Its complement is PEARL, a decentralised trial of low-dose rapamycin that reported acceptable safety and several healthspan signals over a year in a community of self-selected participants, demonstrating both the promise and the limits of the remote, participant-driven model (Moel et al., 2025). Beyond these, the wider landscape is consistent in a way this chapter has prepared us to expect: the first-in-human senolytic studies measured feasibility, tolerability and target engagement — that the drugs reach their tissues and lower senescent-cell burden — rather than disease outcomes (Section 7.3) (Hickson et al., 2019; Justice et al., 2019); the CALERIE analysis read biological age with clocks rather than counting deaths (Waziry et al., 2023); and the reprogramming therapies of Chapter 8 approach their first human tests with the dosing-and-endpoint problem of Section 8.2 still squarely before them. Table 10.1 sets the principal trials side by side.
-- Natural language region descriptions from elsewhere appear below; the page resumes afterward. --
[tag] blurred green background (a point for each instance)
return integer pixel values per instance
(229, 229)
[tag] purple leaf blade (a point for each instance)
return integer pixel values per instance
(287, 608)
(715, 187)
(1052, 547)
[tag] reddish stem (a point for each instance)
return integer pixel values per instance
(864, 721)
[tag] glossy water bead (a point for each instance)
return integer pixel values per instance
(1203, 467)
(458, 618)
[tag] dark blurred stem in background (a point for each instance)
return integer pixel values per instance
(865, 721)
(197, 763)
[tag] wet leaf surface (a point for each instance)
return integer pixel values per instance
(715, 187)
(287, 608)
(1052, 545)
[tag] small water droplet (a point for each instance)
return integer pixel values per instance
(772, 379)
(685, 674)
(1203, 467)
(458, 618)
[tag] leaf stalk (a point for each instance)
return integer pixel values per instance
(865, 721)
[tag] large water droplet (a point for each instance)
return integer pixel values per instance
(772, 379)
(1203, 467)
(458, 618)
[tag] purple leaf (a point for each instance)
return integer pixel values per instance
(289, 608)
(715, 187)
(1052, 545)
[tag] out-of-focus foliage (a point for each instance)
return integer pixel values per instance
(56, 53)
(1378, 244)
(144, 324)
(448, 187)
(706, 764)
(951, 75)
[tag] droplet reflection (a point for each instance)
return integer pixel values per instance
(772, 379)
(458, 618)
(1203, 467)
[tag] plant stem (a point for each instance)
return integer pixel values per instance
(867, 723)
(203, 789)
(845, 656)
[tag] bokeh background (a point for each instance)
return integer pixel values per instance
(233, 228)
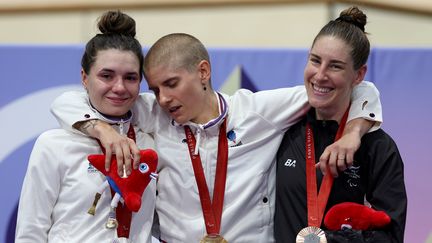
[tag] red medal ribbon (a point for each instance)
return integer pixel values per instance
(123, 214)
(212, 211)
(316, 203)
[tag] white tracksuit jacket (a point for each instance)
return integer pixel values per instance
(258, 121)
(59, 188)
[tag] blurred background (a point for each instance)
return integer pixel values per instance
(231, 23)
(257, 44)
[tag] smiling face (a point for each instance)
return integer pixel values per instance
(330, 76)
(180, 92)
(113, 82)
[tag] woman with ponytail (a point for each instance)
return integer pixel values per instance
(336, 64)
(60, 184)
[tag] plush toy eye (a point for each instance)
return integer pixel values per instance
(143, 167)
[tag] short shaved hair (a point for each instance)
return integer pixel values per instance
(178, 49)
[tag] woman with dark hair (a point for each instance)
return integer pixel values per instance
(60, 183)
(336, 64)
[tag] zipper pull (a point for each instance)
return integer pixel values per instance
(198, 141)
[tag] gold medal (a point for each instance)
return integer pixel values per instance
(213, 239)
(311, 234)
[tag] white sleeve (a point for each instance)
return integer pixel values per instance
(366, 104)
(38, 195)
(73, 106)
(280, 107)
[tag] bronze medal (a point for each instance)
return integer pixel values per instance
(213, 239)
(311, 234)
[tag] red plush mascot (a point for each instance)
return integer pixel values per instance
(127, 189)
(355, 216)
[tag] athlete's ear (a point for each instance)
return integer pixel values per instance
(204, 71)
(84, 79)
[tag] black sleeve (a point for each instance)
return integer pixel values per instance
(386, 186)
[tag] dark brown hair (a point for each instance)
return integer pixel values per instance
(117, 32)
(350, 27)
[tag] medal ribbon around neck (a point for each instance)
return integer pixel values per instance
(316, 203)
(123, 214)
(212, 211)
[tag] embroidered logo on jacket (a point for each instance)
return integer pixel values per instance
(353, 174)
(232, 139)
(290, 163)
(91, 169)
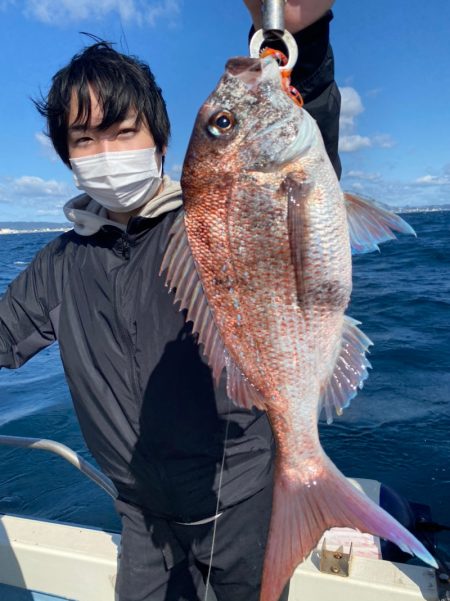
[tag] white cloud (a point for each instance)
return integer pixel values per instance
(350, 140)
(433, 180)
(370, 177)
(4, 4)
(165, 9)
(33, 196)
(58, 12)
(352, 143)
(30, 185)
(383, 141)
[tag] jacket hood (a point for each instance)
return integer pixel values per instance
(88, 216)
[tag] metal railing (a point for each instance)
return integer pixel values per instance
(66, 453)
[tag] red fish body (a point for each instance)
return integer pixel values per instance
(262, 262)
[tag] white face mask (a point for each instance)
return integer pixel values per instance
(119, 181)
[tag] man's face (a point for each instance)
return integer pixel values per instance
(124, 135)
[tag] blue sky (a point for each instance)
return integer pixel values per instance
(392, 65)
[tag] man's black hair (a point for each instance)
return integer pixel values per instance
(120, 82)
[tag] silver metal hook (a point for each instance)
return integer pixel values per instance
(260, 37)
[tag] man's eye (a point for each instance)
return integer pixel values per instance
(82, 141)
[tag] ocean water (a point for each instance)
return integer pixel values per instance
(397, 429)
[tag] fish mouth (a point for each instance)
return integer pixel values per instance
(252, 71)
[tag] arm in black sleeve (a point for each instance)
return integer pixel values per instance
(28, 314)
(313, 76)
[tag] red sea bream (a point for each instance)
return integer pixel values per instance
(261, 259)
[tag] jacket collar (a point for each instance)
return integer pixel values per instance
(88, 216)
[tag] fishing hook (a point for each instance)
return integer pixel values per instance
(273, 29)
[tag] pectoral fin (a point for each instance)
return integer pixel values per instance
(182, 275)
(371, 224)
(350, 370)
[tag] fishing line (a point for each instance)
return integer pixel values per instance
(222, 467)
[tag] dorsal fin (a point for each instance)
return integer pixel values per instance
(182, 275)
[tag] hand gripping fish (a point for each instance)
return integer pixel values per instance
(261, 260)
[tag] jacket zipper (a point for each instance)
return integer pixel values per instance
(122, 322)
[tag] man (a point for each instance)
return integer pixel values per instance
(193, 471)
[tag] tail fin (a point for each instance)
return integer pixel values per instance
(301, 513)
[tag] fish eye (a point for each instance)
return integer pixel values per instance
(221, 123)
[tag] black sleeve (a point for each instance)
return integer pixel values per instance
(313, 76)
(28, 313)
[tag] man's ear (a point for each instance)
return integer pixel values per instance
(163, 158)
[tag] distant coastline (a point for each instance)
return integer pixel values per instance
(38, 227)
(32, 227)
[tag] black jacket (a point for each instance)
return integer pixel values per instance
(141, 388)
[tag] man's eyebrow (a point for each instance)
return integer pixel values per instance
(78, 127)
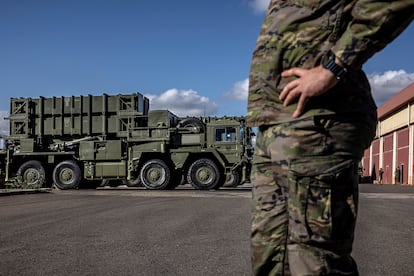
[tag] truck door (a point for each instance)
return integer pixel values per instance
(226, 141)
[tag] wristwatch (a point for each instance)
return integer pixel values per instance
(328, 62)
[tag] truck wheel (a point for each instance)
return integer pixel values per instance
(134, 182)
(232, 179)
(67, 175)
(32, 174)
(155, 174)
(204, 174)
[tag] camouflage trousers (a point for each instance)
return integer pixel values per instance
(305, 195)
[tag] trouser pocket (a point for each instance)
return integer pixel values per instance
(323, 200)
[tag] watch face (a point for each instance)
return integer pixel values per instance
(336, 69)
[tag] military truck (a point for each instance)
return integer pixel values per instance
(65, 141)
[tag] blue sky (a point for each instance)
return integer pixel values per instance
(191, 57)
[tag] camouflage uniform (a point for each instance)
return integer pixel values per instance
(305, 170)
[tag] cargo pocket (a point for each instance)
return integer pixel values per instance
(322, 205)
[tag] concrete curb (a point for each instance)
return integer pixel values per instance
(8, 192)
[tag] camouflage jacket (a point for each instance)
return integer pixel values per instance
(299, 33)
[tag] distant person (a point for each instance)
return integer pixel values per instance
(381, 174)
(315, 115)
(397, 175)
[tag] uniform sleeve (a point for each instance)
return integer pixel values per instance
(374, 24)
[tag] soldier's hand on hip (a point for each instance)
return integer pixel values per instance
(310, 83)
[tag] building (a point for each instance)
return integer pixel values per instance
(391, 154)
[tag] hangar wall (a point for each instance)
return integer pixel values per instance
(390, 158)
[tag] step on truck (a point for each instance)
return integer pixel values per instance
(117, 140)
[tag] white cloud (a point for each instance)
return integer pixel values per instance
(387, 84)
(183, 103)
(239, 90)
(259, 6)
(4, 124)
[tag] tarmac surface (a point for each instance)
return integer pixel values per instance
(123, 231)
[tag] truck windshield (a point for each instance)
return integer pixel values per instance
(226, 134)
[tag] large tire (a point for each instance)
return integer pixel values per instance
(232, 179)
(155, 175)
(67, 175)
(204, 174)
(31, 174)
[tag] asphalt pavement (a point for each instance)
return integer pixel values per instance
(182, 232)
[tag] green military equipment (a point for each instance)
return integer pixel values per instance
(118, 139)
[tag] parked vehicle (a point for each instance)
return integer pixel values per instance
(64, 141)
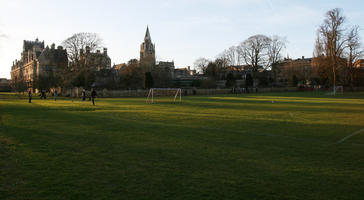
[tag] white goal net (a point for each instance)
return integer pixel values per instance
(164, 92)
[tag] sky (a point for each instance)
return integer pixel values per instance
(182, 31)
Table 10.1: The landmark longevity trials, and the honest scope of each. Almost without exception they measure safety, target engagement or biomarkers rather than the lengthened, healthier life the field is ultimately after — a pattern that is a feature of an early field, not a failing, but one that the next chapter insists be read clearly.
Trial Agent Design Primary endpoint What it measures
TAME Metformin Multicentre RCT, older adults Composite of age-related multimorbidity and death Whether one drug delays many diseases — and whether such a trial is regulable (Barzilai et al., 2016; Justice et al., 2018)
PEARL Rapamycin (low dose) Decentralised RCT, one year Safety and healthspan metrics Tolerability and biomarker signals of a geroprotector in the community (Moel et al., 2025)
Senolytic pilots (IPF, diabetic kidney disease, Alzheimer’s) Dasatinib + quercetin; fisetin Small, often open-label Feasibility, tolerability, senescent-cell burden Target engagement, not yet disease outcomes (see Section 7.3) (Hickson et al., 2019; Justice et al., 2019)
CALERIE Caloric restriction RCT, two years, healthy adults Cardiometabolic and immune markers; biological age Whether restriction moves a clock and improves markers, not lifespan (see Section 6.1) (Waziry et al., 2023)

The common thread is unmistakable. These are, almost to a trial, studies of whether the intervention does what its mechanism says — reaches the target, moves the marker, proves tolerable — and not yet studies of whether it lengthens a healthy life. That is the appropriate state of an early translational field, and nothing to apologise for. But it places an unusual burden on the reader of longevity science, who must constantly distinguish a moved biomarker from a changed destiny, and a regulable composite from a proven benefit.

The machinery assembled here — clocks that compress a lifetime into a blood test, surrogate endpoints awaiting validation, composites engineered to satisfy a regulator, trials that measure engagement and call it a beginning — is what makes the science of reversible ageing possible at all. It is also, precisely because it substitutes a fast proxy for a slow truth, what makes the field so easy to oversell. Every shortcut in this chapter is a place where a hopeful result can outrun its own evidence.

The next chapter follows that fault line deliberately. It turns from how evidence is made to how it is misread — to the paradigms that were embraced and then quietly discarded, the case studies of overreach, and the discipline of reading a longevity claim for what it actually shows. Having built the instruments, we now learn to doubt them well.